Really it was because he was–I tried to convince him he didn’t need treatment at all. I mean, the man was in his late 70s for Christ’s sake. But he was convinced that he didn’t want to die from cancer, and it’s basically kind of like a meeting in the middle. We’ll give you some treatment to make you feel better, we’ll charge you and make some money and out of it, and by the way, you’re not going to die from it. Hopefully your side effects are lower.
So I think that’s where we need to do a better job with our patients, is giving them realistic expectations, and I think we’re learning we don’t need to treat everybody.
Here’s the bottom line; prostatectomy, you pay up front. The patient pays up front with continence and potency issues. With energy ablation the patient pays more later in life when they have retreatment rates, when they have issues with strictures, they have issues with all of that that we would expect when you’re leaving the prostate gland in situ.
I think active surveillance is better in today’s era for the patient seeking quality of life or preserve quality of life or continence and potency, because really this is what we’re trying to do with the early detection of prostate cancer, determining who really needs treatment. Who should we really be going after? I think we’re doing a better job in 2017 than we did in 2007, but I don’t think HIFU is really there unless you’re really basically saying I’m going to give you a little treatment to make you feel better.
So as far as prime time, I think it depends on how you define prime time.
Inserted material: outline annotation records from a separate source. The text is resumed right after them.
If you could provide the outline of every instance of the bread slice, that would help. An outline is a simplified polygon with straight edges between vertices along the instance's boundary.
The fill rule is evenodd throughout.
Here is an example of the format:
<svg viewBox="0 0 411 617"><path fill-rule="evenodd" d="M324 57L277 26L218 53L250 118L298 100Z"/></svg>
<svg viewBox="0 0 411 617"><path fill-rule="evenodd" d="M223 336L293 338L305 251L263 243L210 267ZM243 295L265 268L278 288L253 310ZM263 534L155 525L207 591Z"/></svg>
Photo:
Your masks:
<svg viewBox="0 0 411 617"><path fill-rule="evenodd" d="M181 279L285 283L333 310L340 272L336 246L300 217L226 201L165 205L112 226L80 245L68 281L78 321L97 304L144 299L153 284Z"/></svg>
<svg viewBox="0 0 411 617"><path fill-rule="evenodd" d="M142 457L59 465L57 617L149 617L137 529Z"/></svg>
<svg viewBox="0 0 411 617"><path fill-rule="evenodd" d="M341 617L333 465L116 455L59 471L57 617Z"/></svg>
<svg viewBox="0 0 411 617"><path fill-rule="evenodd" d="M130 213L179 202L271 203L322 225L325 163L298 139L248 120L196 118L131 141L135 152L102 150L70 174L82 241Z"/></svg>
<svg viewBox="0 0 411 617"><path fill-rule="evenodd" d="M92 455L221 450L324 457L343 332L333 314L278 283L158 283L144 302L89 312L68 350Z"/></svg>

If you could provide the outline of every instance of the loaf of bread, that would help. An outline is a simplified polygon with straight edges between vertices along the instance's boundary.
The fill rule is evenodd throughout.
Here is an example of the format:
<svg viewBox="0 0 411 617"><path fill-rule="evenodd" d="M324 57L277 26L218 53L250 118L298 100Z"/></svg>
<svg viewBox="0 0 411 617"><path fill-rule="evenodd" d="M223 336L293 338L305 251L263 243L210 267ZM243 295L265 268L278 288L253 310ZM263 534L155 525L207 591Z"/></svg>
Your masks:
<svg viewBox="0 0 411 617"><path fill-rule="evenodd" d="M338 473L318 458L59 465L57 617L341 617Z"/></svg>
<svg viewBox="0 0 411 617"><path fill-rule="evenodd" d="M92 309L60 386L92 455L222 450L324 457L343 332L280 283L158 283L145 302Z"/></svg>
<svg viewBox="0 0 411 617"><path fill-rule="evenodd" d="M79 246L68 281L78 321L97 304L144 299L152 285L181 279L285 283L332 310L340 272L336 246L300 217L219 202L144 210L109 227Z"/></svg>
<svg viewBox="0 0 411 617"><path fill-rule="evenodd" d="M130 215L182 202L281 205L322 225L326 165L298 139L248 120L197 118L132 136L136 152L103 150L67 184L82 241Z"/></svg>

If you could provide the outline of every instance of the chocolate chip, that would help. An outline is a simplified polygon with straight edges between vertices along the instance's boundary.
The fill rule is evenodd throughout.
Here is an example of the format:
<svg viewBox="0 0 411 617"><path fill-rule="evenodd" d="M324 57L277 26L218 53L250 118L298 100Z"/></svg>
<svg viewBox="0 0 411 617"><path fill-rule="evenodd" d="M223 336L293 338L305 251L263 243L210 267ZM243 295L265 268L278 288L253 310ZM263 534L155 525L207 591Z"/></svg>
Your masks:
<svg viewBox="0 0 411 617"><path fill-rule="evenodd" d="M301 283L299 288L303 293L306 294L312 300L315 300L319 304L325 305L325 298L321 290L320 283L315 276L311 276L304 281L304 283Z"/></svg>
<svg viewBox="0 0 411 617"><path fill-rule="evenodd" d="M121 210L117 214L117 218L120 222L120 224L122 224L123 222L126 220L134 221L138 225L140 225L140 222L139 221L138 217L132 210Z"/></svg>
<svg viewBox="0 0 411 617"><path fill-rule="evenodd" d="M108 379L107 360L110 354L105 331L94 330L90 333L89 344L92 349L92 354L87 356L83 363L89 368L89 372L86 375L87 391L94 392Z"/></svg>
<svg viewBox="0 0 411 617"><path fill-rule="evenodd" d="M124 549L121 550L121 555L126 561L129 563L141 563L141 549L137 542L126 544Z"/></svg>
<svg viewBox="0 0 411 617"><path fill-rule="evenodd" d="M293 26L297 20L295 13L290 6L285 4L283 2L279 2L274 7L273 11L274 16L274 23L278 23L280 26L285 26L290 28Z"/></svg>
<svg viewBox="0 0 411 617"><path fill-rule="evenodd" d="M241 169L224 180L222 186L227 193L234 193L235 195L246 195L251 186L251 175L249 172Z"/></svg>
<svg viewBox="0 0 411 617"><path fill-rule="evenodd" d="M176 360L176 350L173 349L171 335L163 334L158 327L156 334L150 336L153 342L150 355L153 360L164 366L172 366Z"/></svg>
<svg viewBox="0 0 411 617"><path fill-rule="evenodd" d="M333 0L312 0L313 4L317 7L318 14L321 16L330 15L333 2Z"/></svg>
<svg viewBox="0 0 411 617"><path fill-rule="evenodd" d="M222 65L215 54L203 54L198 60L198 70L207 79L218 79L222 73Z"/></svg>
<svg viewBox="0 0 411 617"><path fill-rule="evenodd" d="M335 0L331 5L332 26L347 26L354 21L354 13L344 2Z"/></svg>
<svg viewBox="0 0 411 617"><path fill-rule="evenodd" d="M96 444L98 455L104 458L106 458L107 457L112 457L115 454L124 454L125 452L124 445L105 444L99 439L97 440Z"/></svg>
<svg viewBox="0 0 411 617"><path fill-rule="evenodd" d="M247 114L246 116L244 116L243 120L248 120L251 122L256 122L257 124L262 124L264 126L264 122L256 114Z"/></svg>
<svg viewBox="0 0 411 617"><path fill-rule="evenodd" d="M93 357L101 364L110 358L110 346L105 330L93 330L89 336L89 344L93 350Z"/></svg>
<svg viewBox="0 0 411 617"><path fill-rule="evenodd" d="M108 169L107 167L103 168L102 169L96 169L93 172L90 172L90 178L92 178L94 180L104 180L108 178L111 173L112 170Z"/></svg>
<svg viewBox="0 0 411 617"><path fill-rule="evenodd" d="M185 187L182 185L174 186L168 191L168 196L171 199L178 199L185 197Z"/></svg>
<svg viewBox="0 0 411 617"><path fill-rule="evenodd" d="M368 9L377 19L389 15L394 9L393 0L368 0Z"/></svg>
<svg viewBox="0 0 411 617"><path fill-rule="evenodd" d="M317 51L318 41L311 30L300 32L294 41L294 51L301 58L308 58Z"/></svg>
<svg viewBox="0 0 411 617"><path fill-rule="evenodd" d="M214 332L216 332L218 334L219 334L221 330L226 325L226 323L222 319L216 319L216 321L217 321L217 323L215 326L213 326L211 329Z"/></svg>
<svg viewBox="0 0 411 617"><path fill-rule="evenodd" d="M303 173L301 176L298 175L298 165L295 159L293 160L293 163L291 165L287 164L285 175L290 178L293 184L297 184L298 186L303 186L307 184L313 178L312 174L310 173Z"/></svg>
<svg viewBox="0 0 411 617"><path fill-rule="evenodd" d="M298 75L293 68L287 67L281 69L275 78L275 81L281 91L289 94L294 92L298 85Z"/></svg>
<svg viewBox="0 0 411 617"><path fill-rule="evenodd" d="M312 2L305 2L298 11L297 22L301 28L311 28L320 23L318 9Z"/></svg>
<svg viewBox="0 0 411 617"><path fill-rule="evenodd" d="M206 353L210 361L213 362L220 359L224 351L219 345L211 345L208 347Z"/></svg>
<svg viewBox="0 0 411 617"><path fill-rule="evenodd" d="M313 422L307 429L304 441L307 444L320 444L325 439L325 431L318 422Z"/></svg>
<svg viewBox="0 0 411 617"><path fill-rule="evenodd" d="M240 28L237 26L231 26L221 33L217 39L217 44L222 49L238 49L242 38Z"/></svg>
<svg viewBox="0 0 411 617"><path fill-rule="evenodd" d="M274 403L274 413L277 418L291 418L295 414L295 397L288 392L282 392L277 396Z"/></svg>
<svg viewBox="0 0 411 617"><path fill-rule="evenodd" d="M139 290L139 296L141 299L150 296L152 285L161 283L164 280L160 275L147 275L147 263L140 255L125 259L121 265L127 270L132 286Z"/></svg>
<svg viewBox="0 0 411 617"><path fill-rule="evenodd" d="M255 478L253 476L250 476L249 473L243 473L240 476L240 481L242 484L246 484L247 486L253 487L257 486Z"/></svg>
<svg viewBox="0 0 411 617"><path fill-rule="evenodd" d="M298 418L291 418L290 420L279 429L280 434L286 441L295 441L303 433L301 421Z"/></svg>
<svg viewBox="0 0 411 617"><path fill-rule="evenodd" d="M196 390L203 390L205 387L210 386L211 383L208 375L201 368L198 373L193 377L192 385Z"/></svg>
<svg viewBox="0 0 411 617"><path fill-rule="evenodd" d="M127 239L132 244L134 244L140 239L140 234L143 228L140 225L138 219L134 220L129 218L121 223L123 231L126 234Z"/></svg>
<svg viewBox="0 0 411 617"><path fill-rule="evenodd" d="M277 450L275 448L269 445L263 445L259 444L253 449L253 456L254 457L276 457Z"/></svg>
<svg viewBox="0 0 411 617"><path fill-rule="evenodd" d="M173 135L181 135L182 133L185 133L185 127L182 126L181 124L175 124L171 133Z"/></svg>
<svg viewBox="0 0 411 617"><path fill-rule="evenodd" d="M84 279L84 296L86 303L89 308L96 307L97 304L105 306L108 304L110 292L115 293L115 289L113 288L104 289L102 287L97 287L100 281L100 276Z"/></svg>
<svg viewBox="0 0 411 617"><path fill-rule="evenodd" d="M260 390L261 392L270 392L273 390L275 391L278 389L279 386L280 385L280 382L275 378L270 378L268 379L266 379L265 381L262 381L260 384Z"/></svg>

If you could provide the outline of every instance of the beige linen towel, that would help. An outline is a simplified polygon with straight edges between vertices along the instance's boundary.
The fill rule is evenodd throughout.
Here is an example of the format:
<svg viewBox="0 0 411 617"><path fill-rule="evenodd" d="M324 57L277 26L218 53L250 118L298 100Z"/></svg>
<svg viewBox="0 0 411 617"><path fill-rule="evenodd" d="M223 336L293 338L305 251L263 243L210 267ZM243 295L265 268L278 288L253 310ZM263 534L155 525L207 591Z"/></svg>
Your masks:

I think whole-glad, my opinion is it’s going to be gone. I think there’ll be people still doing it, just like they are with cryo; it’s regional, you tend to see it more in the Midwest and Northeast.
I think focal therapy is where you’re going to see HIFU go, but I think we’ll also so AS be really the way to go in the future for these patients, and determining when we’re going to treat them. So hopefully I’ve convinced you of the otherwise. Thank you for your attention.
ABOUT THE AUTHOR
Dr. Erik P. Castle is a Professor of Urology at the Mayo Clinic College of Medicine. His surgical expertise includes minimally invasive urologic oncology, including robot-assisted radical cystectomy, prostatectomy, retroperitoneal lymph node dissection, and partial nephrectomy. He has demonstrated many of these procedures internationally, as he pioneered robot cystectomy as well as robot RPLND. He directs the International Laparoscopic Nephrectomy Program in Mexico on behalf of the American Urologic Association (AUA), and also serves on several committees and guideline panels within the American Urologic Association. He is on the Early Detection of Prostate Cancer Panel for the National Comprehensive Cancer Network (NCCN) as well.
Dr. Castle’s research interests include prostate cancer, bladder cancer, and kidney cancer. He is the Director of the Desert Mountain Care Prostate Cancer Research Fund and is the principal investigator of his lab housed at the Mayo Clinic Collaborative Research Building. His basic science research is focused on novel secondary hormonal therapies of prostate cancer and apoptotic pathways related to manipulations of the androgen and estrogen receptors. He also directs the prospectively collected genitourinary biorepository at Mayo Clinic Arizona, which houses over 40,000 specimens.